Overview
The Problem
Outdated standards risk business and patient outcomes, but FDA requirements are a minefield.
Updating NuvoAir's spirometry experience across the entire product family meant navigating two compounding challenges: every app was classified as a medical device, so routine updates triggered regulatory review.
Meanwhile, the new technique added complexity to a test already difficult for COPD patients, requiring clear enough guidance for unsupported home use with medical-grade results.
The Approach
Separate spirometry testing as its own app, and design updated technique for patients
Separate the necessary parts of the app as their own medical device, and update the experience to bring out the nuance in the updated technique for struggling patients. FDA compliance shaped every design decision. The interface had to guide without misleading, and inform without overwhelming a patient mid-test.
My role
I led end-to-end UX redesign: research, information architecture, real-time feedback interaction design, and design validation for the FDA submission package.
The team
Engineering built the signal processing pipeline and Bluetooth device communication. Clinical advisors reviewed all patient-facing guidance language for medical accuracy.
01
Map regulatory requirements before touching the interface
I worked with our regulatory consultant to translate FDA 510(k) requirements into UX constraints such as what the app must show, must not mislead, and must log for audit. This shaped every design decision before a single frame was drawn.
ATS 2019 requirements
Updates to the calculations in our firmware & software
New information and guidelines for patients
Advancements to the spirometry testing technique
02
Separate the spirometry flow within an SDK that would serve as the medical device
A cross-functional group including the CTO, Head of Clinical Trials, Senior PO, Regulatory, and myself workshopped a new approach to device classification. The solution was to isolate the spirometry flow into its own SDK, so it could be updated and approved independently. Non-spirometry app updates would no longer require FDA documentation.

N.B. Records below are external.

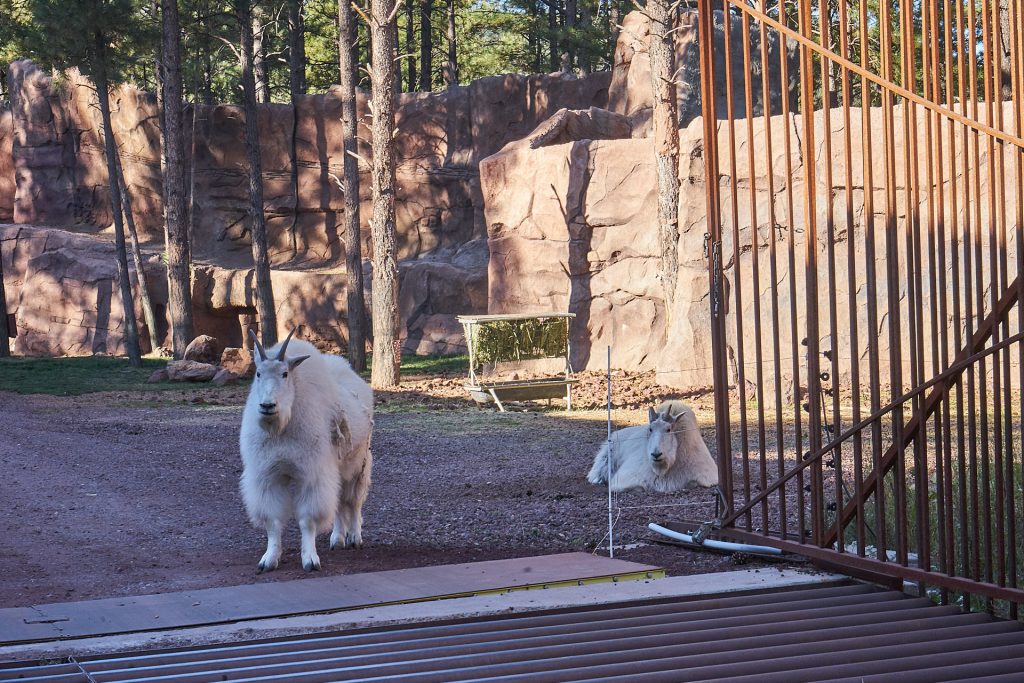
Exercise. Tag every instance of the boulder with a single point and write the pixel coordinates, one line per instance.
(203, 349)
(238, 361)
(190, 371)
(159, 376)
(224, 377)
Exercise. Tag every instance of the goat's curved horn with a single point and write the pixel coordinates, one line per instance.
(257, 345)
(284, 346)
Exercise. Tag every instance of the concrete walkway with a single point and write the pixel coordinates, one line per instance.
(634, 586)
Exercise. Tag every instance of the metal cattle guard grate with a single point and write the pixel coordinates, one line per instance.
(850, 631)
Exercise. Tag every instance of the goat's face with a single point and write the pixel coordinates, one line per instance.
(273, 387)
(662, 441)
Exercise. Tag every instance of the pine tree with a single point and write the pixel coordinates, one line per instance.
(82, 33)
(350, 188)
(176, 238)
(663, 75)
(261, 258)
(383, 27)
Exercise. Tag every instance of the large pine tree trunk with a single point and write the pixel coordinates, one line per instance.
(176, 235)
(385, 285)
(612, 31)
(426, 45)
(296, 48)
(666, 117)
(297, 87)
(261, 258)
(350, 188)
(259, 57)
(136, 255)
(411, 45)
(552, 34)
(452, 66)
(4, 331)
(127, 301)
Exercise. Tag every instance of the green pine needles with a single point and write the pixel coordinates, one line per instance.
(501, 341)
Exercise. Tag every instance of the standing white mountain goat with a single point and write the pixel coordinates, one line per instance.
(666, 455)
(305, 449)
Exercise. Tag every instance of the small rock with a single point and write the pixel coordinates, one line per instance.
(224, 377)
(190, 371)
(159, 376)
(203, 349)
(239, 361)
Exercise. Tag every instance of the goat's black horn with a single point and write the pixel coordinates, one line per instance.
(257, 345)
(284, 346)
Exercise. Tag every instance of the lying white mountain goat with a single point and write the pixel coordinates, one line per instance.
(666, 455)
(305, 449)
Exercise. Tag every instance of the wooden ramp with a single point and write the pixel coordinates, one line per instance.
(307, 596)
(850, 632)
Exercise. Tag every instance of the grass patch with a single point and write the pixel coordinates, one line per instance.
(76, 376)
(429, 365)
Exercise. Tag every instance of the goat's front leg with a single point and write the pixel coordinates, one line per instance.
(272, 555)
(310, 560)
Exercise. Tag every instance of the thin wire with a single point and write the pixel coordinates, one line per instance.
(662, 505)
(611, 523)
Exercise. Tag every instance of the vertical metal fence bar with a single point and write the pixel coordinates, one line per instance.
(985, 231)
(964, 307)
(756, 271)
(854, 308)
(911, 229)
(1017, 73)
(737, 288)
(973, 283)
(810, 267)
(772, 257)
(1000, 365)
(829, 426)
(937, 282)
(706, 34)
(794, 327)
(870, 261)
(952, 23)
(914, 255)
(892, 275)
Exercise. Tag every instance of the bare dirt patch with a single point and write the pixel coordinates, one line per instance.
(136, 492)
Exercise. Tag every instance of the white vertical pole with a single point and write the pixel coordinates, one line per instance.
(611, 543)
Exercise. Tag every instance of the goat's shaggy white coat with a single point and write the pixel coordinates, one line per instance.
(305, 450)
(665, 456)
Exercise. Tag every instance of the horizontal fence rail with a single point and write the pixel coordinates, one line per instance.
(865, 166)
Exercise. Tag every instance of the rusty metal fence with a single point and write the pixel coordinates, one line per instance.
(866, 296)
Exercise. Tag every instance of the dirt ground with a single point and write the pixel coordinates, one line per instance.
(132, 493)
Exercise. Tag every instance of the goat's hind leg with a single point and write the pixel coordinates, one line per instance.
(348, 522)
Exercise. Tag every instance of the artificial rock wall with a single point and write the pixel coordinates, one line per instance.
(567, 225)
(52, 174)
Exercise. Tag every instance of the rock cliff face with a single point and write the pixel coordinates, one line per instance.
(52, 173)
(563, 168)
(572, 226)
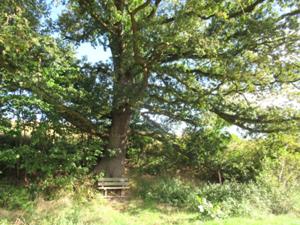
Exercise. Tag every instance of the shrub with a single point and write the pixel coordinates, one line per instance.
(168, 190)
(13, 197)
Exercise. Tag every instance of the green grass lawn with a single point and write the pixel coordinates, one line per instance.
(66, 211)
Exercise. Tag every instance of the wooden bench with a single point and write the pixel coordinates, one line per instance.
(107, 184)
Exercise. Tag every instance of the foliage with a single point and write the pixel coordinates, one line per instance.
(14, 197)
(167, 190)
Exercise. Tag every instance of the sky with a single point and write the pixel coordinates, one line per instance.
(86, 50)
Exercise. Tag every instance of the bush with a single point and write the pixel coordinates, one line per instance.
(168, 190)
(13, 198)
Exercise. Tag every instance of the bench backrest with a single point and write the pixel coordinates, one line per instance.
(113, 182)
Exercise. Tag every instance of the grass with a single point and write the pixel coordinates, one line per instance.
(74, 211)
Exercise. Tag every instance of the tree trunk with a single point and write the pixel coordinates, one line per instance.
(114, 165)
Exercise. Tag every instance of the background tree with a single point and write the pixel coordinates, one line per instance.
(178, 60)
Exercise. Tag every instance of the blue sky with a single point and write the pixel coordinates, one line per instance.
(92, 54)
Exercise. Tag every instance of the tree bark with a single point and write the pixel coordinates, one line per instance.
(114, 165)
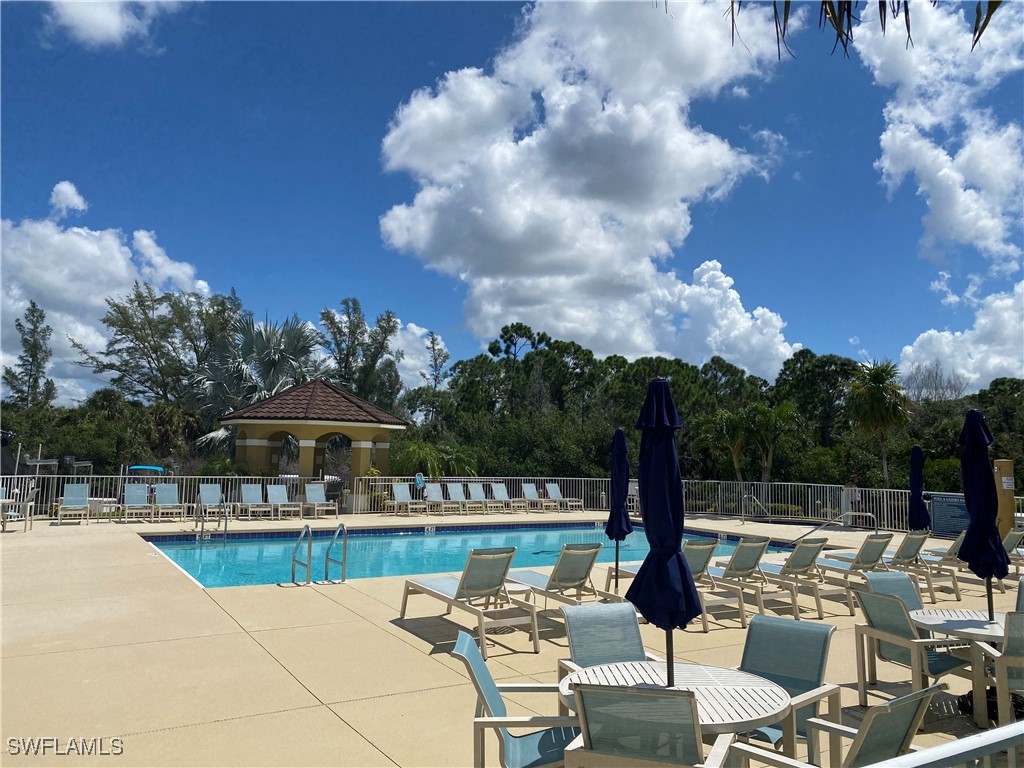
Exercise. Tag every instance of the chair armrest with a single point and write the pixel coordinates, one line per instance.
(815, 694)
(829, 727)
(527, 721)
(745, 751)
(528, 687)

Only the screens connected to the spirometry test would be taken out and put in the SDK.
Only SDK app gets submitted for FDA approval.
Approved SDK app would slot into our company product apps, without them needing their own FDA approval.
03
Design for technique quality, not just test completion
Research showed patients needed moment-by-moment feedback, not just a result at the end. I designed an animated coaching interface guiding effort, pacing, and breath hold in real time, giving patients a visible target throughout the maneuver.
Descriptive and nuanced directives guide patients to more accurate technique.
Reactive animation & audio matches a patient's breath and cues them through the spirometry tests.
Updated results page provide a clearer look into a patients' lung function, with tips for improving technique if mistakes were made.
Outcome
FDA-approved and built to free the team
FDA user testing was a success. In January 2024, the Air Next app received official FDA approval, giving NuvoAir the agile foundation it needed to scale. This project connected dots across regulation, business strategy, and the real power of collaboration.
FDA
510(k) clearance granted January 2024
$63k+/yr
Saved in regulatory costs with new SDK setup
270+
Hours saved annually in regulatory overhead with new SDK setup
I wish I had this tool when I was first diagnosed as a kid.